You’ve probably heard this one before: a company spends substantial time and capital developing network security measures that they believe will protect their clients and vital company data. But they’ve overlooked the possibility of an “inside job,” and an employee makes off with supposedly secure data without even trying that hard:

“A recent case in which an employee at Progressive Casualty Insurance Co. wrongfully accessed information on foreclosure properties she was interested in buying highlights again the dangers posed to corporate security by insiders.

Progressive officials today confirmed that the company sent out letters in January to 13 people informing them that confidential information, including names, Social Security numbers, birth dates and property addresses had been wrongfully accessed by an employee who has since been fired.” (From Computerworld)

In fairness, the Progressive employee appears more guilty of poor judgment than outright malice, and only a small number of people were affected. That’s not quite as scary as an insider hacking into secure data stores, stealing thousands of personal records, and reselling them to identity thieves. Nonetheless, any security breach can hurt a company, and in the insurance and financial industry it can be deadly. Clients entrust their financial futures to insurers, and a breach of that trust can literally kill the company.

“For insurance companies, a data breach spells instant trouble - the least of which is potential loss of reputation, brand and revenue. If a court of law rules the insurance company is negligent, a data breach has the potential of ultimately shutting the carrier’s doors.

Recent research by the Chief Marketing Officer Council, Palo Alto, Calif., revealed that a company loses, on average, from 0.63% to 2.10% value in stock price when a breach is reported - equivalent to a loss in market capitalization of $860 million to $1.65 billion per incident.” (From Insurance Networking)

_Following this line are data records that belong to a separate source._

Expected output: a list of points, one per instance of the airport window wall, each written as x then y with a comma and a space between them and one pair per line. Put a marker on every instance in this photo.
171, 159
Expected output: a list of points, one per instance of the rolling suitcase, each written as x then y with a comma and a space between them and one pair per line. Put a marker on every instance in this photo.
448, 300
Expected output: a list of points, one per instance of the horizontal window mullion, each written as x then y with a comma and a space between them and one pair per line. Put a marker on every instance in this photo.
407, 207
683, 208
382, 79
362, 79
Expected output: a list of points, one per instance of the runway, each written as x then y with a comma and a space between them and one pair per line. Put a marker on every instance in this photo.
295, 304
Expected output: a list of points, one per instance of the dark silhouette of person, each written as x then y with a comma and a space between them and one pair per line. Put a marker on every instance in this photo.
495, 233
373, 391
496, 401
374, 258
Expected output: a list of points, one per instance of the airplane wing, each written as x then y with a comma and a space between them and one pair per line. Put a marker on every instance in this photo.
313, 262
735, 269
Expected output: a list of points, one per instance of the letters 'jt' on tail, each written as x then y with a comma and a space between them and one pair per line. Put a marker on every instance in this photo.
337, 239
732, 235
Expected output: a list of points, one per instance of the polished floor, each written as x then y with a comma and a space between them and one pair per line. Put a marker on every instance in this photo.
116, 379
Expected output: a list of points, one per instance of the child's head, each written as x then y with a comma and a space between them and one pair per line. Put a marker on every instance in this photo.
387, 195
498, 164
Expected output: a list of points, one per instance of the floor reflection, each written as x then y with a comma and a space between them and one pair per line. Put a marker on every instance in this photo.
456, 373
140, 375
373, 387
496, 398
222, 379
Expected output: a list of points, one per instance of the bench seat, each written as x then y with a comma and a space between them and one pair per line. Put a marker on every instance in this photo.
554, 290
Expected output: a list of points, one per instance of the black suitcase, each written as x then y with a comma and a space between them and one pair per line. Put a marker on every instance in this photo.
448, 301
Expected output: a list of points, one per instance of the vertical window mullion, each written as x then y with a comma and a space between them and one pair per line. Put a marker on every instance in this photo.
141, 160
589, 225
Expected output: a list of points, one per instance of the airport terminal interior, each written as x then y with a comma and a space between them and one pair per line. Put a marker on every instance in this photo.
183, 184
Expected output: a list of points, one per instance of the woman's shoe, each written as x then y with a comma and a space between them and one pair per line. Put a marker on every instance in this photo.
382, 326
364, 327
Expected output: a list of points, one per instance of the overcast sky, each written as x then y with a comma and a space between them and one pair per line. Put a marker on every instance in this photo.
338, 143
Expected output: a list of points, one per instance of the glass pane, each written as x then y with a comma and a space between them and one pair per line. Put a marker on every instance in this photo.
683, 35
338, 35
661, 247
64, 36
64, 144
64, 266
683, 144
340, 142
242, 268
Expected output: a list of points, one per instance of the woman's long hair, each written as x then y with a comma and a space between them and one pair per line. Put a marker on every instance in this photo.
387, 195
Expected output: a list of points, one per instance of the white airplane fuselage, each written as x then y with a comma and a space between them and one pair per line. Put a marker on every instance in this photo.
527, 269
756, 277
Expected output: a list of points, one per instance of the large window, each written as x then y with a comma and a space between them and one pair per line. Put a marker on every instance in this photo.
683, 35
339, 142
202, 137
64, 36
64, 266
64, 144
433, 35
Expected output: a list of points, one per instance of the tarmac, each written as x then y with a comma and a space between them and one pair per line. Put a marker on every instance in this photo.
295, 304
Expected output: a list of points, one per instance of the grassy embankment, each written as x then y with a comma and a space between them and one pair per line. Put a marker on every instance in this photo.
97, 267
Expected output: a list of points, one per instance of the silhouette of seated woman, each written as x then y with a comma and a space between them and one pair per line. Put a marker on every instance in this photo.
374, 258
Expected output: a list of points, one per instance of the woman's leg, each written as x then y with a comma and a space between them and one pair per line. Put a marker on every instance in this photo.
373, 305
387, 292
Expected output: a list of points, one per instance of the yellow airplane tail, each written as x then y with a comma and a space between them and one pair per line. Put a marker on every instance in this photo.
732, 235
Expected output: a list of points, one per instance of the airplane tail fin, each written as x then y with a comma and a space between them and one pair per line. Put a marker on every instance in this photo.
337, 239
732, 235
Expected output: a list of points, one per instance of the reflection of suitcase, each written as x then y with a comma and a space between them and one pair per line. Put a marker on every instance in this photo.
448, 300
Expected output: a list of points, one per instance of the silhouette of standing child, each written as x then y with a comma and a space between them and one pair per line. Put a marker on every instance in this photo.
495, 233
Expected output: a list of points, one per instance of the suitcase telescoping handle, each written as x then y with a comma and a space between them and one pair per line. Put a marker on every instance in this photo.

Insurance companies, investment firms, banks, and other financial service providers simply can’t afford to leave data unprotected. Unfortunately, traditional IT solutions leave insiders too many opportunities to access, duplicate, and potentially lose confidential information.

Ultimately, the safety of corporate data depends on three things: people, process and technology. An educated and ethical workforce can go a long way toward protecting client records, sensitive information, and intellectual property. Most companies have established processes around determining what information is sensitive and keeping it secure, but without eliminating the old box PC set-up and shifting to a centralized PC Blade solution, the IT organization cannot guarantee enforcement of those processes, security policies and access control privileges. The chances of data wandering off - intentionally or not - go down significantly when it all lives in one secure location.